My heart stopped. Not because of the confession—I'd been falling in love with her too, had been for weeks—but because of the raw vulnerability in her voice. The fear.
"It's real," I said softly. "Whatever this is between us, it's real."
"How do you know?"
"Because you're here. Because when your world got turned upside down today, you came to us.
Because you held my daughter like she was precious.
Because you're crying over a baby you'll never see again.
" I tilted her chin up so she could see my face.
"Because I've spent eleven years building walls to keep people out, and somehow you've gotten past every single one. "
She hugged me then, desperate and needy, and I poured everything I had into hugging her back. All my own fears about letting someone in. All my gratitude that she'd chosen us. All my determination to be the safe harbor she'd never had.
We might have stayed like that all night, but a small voice from the hallway interrupted us.
"Tasha? I had a bad dream."
Paige stood in the doorway in her space-themed pajamas, hair mussed from sleep, looking young and vulnerable.
Without hesitation, Tasha was off the couch and crossing to her. "Oh, sweetheart, come here." She gathered Paige into her arms, and my daughter melted into the embrace like she'd been waiting for it her whole life.
"Want to tell me about it?" Tasha asked, leading Paige back to the couch.
"There were these scary men trying to get into our house, and Dad wasn't here, and I couldn't find him anywhere."
I started to get up, but Tasha was already settling onto the couch with Paige in her lap, stroking her hair with the kind of instinctive tenderness that couldn't be faked.
"That does sound scary," Tasha said softly. "But you know what?
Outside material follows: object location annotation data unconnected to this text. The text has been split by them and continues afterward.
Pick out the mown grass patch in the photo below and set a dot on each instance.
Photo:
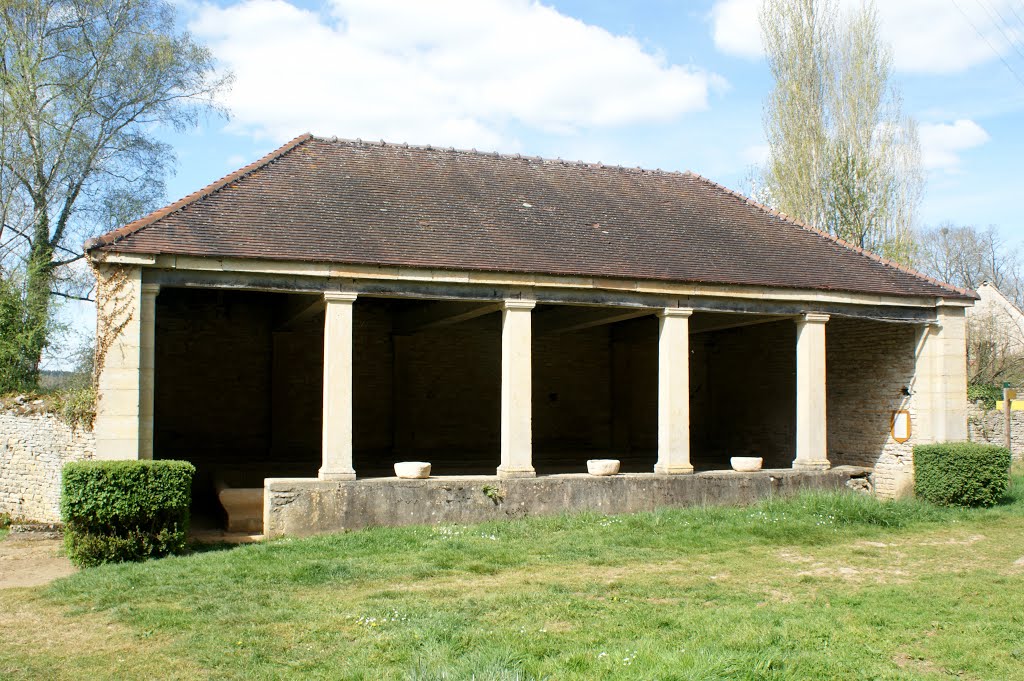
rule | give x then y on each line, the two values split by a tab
820	586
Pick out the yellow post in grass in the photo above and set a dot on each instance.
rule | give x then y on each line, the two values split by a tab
1008	399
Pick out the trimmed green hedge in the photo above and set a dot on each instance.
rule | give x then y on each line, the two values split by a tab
961	473
116	511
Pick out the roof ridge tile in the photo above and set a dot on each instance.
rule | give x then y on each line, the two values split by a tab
821	232
213	187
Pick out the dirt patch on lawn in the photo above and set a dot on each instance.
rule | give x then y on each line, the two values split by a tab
32	562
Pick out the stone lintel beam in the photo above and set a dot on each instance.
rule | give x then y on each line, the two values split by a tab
300	309
739	321
563	320
440	313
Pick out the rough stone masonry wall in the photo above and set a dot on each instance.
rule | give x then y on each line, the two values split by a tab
868	366
33	452
987	426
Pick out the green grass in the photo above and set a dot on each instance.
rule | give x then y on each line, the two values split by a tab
821	586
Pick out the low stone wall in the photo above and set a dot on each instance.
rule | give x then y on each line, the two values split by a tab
988	427
34	449
307	506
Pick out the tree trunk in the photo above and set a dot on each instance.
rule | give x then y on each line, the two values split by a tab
39	282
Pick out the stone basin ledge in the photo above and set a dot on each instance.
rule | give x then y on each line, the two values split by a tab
300	507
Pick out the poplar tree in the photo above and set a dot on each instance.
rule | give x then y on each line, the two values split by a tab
842	155
85	86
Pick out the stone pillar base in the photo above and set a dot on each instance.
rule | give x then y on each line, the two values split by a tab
822	464
336	475
673	470
507	472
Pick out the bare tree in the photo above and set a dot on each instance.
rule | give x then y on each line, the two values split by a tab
842	156
84	85
968	256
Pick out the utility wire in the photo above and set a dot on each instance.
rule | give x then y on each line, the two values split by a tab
1000	25
989	43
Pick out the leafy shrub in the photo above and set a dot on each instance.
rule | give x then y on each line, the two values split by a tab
77	407
986	394
125	510
961	473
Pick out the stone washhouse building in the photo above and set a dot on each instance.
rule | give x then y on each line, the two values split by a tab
337	306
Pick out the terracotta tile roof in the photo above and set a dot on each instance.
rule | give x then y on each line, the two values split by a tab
369	203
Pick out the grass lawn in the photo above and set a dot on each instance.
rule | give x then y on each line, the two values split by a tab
818	587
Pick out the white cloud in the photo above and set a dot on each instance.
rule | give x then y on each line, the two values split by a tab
927	36
446	72
735	28
942	142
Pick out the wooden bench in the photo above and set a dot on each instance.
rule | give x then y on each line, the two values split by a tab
244	506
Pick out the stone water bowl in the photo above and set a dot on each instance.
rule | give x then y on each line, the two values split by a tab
747	464
602	466
416	470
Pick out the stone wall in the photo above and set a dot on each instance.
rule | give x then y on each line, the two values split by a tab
33	451
987	426
302	507
870	372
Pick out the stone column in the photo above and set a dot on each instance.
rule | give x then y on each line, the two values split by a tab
812	440
337	449
146	369
119	330
517	447
674	391
941	378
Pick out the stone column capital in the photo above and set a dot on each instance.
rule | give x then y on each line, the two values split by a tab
517	303
340	296
675	311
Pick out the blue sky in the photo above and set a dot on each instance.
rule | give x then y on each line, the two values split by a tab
659	84
416	82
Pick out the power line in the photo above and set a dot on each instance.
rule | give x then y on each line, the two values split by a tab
989	43
1001	28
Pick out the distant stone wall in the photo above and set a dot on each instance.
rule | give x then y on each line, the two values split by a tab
988	427
33	451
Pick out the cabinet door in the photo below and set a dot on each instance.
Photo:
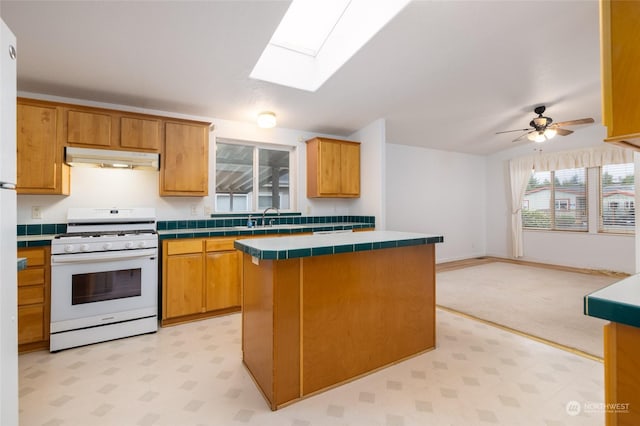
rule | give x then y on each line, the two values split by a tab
183	292
138	133
88	128
620	22
39	154
185	160
31	324
329	167
350	169
223	280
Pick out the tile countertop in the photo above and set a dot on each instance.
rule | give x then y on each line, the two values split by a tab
260	230
321	244
619	302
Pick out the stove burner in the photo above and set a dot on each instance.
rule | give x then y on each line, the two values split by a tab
104	234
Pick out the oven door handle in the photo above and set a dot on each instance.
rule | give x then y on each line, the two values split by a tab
102	256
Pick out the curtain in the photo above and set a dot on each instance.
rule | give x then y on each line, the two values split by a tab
520	171
590	157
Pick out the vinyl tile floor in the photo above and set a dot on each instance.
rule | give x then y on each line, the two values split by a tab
192	374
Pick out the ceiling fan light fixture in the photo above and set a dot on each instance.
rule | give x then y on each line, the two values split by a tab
549	133
540	121
266	120
536	137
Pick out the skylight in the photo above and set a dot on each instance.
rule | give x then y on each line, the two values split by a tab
316	37
305	29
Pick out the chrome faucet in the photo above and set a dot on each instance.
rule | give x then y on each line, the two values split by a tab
264	213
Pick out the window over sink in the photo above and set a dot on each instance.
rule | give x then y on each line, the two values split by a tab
252	177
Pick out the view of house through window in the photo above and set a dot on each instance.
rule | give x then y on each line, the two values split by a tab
617	198
251	178
556	200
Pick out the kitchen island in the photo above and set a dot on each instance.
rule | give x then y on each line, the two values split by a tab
321	310
620	304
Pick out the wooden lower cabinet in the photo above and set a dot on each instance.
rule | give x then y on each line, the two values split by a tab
222	280
200	278
34	286
184	294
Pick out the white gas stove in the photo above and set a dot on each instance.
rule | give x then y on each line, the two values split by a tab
104	276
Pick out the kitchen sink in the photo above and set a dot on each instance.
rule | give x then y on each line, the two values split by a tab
283	226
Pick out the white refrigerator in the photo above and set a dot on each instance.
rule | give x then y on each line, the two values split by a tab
8	251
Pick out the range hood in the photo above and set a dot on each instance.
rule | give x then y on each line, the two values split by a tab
86	157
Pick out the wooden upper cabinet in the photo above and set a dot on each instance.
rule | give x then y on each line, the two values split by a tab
97	128
140	133
40	167
88	128
185	159
333	168
620	33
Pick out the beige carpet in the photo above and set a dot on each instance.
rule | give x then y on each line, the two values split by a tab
542	302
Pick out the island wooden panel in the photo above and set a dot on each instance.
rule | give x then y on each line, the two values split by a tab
622	374
271	327
315	322
365	310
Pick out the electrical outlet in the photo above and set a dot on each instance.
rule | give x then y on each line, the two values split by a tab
36	212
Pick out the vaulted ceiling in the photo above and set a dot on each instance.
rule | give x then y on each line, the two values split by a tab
444	74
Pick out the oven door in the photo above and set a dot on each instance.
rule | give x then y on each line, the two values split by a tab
90	289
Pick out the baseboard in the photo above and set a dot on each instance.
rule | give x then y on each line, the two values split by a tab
465	263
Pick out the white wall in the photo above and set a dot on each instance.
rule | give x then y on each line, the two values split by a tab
438	192
585	250
132	188
372	172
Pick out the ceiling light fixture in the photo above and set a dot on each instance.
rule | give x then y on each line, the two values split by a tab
549	133
542	135
537	136
266	120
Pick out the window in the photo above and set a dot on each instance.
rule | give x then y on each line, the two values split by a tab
556	200
617	198
251	177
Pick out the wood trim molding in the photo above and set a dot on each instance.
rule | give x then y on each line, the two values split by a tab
465	263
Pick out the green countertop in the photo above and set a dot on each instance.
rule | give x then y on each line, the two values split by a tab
619	302
332	243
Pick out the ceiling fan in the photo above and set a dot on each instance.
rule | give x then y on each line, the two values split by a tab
543	128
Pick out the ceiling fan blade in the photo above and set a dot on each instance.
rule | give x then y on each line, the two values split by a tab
563	132
575	122
519	138
517	130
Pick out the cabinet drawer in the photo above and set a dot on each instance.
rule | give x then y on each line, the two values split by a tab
183	246
220	244
30	276
30	295
35	257
31	324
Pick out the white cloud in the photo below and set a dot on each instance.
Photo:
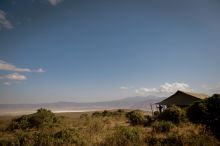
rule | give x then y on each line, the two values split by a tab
164	88
10	67
54	2
14	76
124	88
4	22
143	91
173	87
7	83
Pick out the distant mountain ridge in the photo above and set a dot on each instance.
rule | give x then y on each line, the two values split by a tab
137	102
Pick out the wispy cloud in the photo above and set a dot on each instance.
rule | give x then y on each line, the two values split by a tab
10	67
54	2
14	76
124	88
7	83
4	22
164	88
172	87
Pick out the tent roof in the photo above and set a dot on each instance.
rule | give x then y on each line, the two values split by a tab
183	98
197	95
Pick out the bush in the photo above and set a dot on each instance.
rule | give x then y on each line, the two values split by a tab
69	136
207	112
135	117
162	126
96	114
173	114
41	118
124	136
197	113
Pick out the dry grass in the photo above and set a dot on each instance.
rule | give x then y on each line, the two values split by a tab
84	129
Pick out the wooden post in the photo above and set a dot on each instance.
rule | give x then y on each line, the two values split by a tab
151	109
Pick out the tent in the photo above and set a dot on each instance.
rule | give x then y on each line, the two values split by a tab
181	98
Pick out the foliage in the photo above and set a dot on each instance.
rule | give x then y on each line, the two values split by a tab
174	114
39	119
135	117
124	136
112	130
162	126
207	112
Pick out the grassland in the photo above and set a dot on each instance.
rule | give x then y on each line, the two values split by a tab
104	128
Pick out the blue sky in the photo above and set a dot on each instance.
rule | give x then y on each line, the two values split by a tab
95	50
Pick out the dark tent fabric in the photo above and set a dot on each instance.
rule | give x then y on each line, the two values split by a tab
181	98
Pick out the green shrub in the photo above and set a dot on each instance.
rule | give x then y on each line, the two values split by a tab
135	117
96	114
173	114
124	136
84	116
197	113
162	126
106	113
69	137
148	120
39	119
207	112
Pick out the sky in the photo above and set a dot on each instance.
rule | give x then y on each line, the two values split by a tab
101	50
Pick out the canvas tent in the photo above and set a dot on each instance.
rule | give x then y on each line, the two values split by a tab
181	98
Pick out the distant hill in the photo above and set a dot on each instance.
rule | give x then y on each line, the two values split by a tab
137	102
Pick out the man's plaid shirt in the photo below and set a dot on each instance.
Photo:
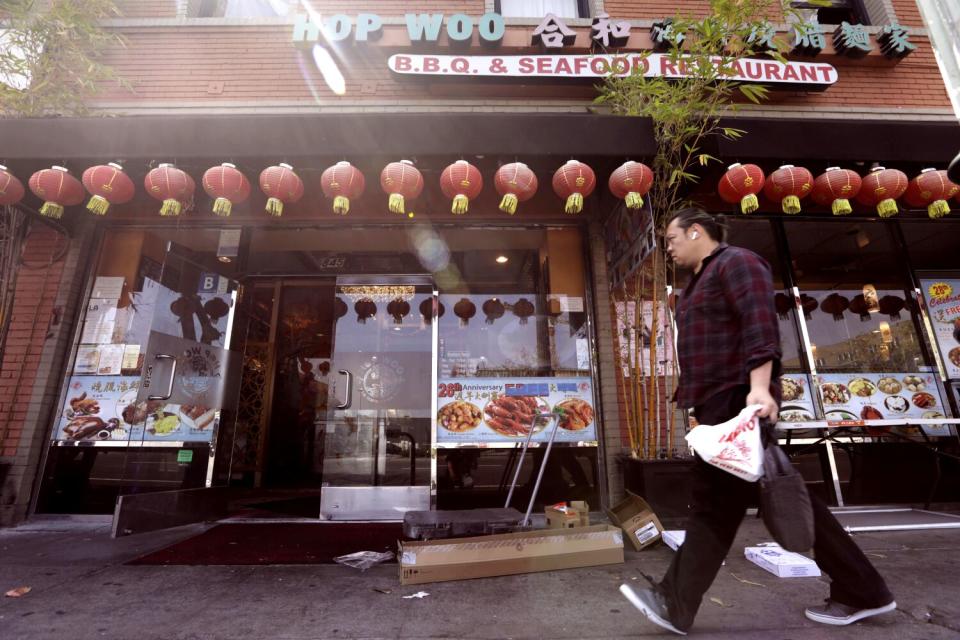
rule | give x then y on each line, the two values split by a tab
727	325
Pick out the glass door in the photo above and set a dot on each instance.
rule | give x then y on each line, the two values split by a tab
376	455
173	416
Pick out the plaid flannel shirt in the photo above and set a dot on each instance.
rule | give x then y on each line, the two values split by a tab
727	326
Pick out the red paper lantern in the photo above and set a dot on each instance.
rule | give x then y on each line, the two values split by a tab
401	181
462	182
493	309
11	189
788	185
741	184
516	182
342	182
931	189
281	184
834	188
108	184
630	182
398	309
465	309
365	308
523	309
574	181
227	185
57	188
881	188
170	185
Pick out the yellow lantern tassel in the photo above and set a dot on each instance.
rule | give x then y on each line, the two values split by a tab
341	205
396	203
460	204
170	207
634	200
275	207
222	207
841	207
509	203
938	209
887	208
52	210
98	205
791	204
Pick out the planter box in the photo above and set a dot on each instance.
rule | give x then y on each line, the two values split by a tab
664	484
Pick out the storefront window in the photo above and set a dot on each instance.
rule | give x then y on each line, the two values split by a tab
861	322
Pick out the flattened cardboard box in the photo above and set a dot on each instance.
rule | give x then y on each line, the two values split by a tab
781	563
509	554
637	520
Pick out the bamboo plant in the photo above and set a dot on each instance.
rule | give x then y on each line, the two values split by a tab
687	116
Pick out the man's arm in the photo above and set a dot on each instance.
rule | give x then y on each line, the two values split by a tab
748	287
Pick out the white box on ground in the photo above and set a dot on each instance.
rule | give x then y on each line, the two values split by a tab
781	563
674	538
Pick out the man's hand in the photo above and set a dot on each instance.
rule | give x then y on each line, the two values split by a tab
761	396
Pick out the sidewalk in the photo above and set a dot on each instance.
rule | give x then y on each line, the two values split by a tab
81	589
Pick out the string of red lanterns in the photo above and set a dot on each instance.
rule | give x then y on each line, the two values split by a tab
462	182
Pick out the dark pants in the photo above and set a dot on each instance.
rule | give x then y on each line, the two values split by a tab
718	503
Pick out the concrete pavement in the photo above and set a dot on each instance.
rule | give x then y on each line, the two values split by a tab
81	588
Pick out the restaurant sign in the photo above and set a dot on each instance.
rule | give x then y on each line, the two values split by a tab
603	65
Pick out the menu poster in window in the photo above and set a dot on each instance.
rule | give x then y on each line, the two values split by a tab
942	297
797	403
486	410
97	408
111	357
88	359
880	396
99	322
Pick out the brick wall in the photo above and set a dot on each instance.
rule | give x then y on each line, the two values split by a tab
47	296
147	8
908	13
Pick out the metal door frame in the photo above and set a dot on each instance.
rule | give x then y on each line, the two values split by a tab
350	495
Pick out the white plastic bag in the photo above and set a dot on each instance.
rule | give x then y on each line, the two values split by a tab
733	446
363	560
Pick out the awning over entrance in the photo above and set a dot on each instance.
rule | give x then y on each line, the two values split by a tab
420	134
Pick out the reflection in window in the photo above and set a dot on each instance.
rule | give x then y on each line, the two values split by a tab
861	320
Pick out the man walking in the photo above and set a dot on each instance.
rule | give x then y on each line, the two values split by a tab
729	353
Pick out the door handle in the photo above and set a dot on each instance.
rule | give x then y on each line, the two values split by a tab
173	375
349	395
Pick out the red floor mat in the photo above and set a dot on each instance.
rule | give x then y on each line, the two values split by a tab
277	543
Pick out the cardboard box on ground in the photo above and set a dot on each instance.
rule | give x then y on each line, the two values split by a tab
638	521
565	515
509	553
781	563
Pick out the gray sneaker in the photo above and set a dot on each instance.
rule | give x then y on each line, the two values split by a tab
651	604
840	614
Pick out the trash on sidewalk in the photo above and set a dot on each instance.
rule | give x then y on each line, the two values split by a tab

Your dad would never let anything happen to you. He'd fight off a hundred scary men before he'd let anyone hurt you."
"I know," Paige said, snuggling closer. "But in the dream, I couldn't find him."
"Well, he's right here now. And so am I. You're safe, baby girl."
I watched them together—Tasha holding my daughter, Paige trusting her completely—and felt something fundamental shift in my chest. This wasn't just about Tasha and me anymore. This was about family. The kind of family I'd never dared to hope we could have.
"Can I stay with you guys until I fall asleep?" Paige asked.
"Of course," Tasha and I said at the same time.
We rearranged ourselves on the couch, Paige curled between us, her head on Tasha's chest, my arm around both of them. I watched Tasha hum softly, some lullaby I didn't recognize, her hand making gentle circles on Paige's back.
Within minutes, Paige was asleep again, but none of us moved. We stayed there in the soft glow of the TV, holding each other, holding onto this moment of peace after a day that had shown us how fragile safety could be.
"Thank you," Tasha whispered.
"For what?"
"For letting me come here. For giving me this." She looked down at Paige, then back at me. "For showing me what love is supposed to look like."
I pressed a kiss to her temple, breathing in the scent of her hair, the warmth of her skin. "Thank you for trusting us with it."
Outside, the world continued to turn, filled with its mixture of beauty and horror. But inside our living room, wrapped around each other in the darkness, we had created something perfect and safe and real.